Аля Аль-Асуани - Чикаго
— Думай, что говоришь, или я за себя не отвечаю!
Я держал его левой рукой, а правая, к счастью, была у меня свободна, и я смог отскочить назад, когда он ударил меня в живот, и тем самым смягчить удар. Я притянул его за ворот ближе и вмазал по лицу. Раздался тупой звук, от силы и резкости удара у парня из носа хлынула кровь. Поняв, что ему меня не одолеть, он завопил:
— Ты напал на меня! Тебя исключат из университета!
Его друзья разделились на две группы — кто-то разговаривал с ним, кто-то косился в мою сторону. Я уже не помню, как в университете появилась полиция и всех нас отвели в отделение. Пожилому, совсем седому полицейскому мой обидчик сказал, что я уже долгое время преследую его, и он требует, чтобы я ответил за нападение по закону.
Я хранил молчание. Наконец офицер обратился ко мне, и я рассказал, что произошло.
— Я действительно его ударил, — сказал я спокойно. — Он оскорбил мою страну и издевался над моим народом.
— Что он сказал о вашей стране? Попытайтесь вспомнить дословно.
Я письменно передал весь наш разговор. Офицер задумался и потом спокойно сказал:
— Послушайте… Вы оба нарушили устав университета. Ты (он показал на него) употреблял выражения, которые разжигают национальную рознь между студентами. А ты ударил сокурсника. Если я составлю протокол, то вас обоих привлекут к административной ответственности.

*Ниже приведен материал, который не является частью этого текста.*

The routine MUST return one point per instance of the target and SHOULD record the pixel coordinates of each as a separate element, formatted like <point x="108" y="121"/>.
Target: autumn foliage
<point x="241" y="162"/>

Зависла пауза. Я представил, как после отчисления меня сажают в самолет, и пришел в себя, только когда услышал голос офицера, впервые смягчившийся:
— Конечно, если вы хотите решить дело миром… Если вы принесете друг другу взаимные извинения… В этом случае я лишь возьму с вас обещание, что подобное не повторится.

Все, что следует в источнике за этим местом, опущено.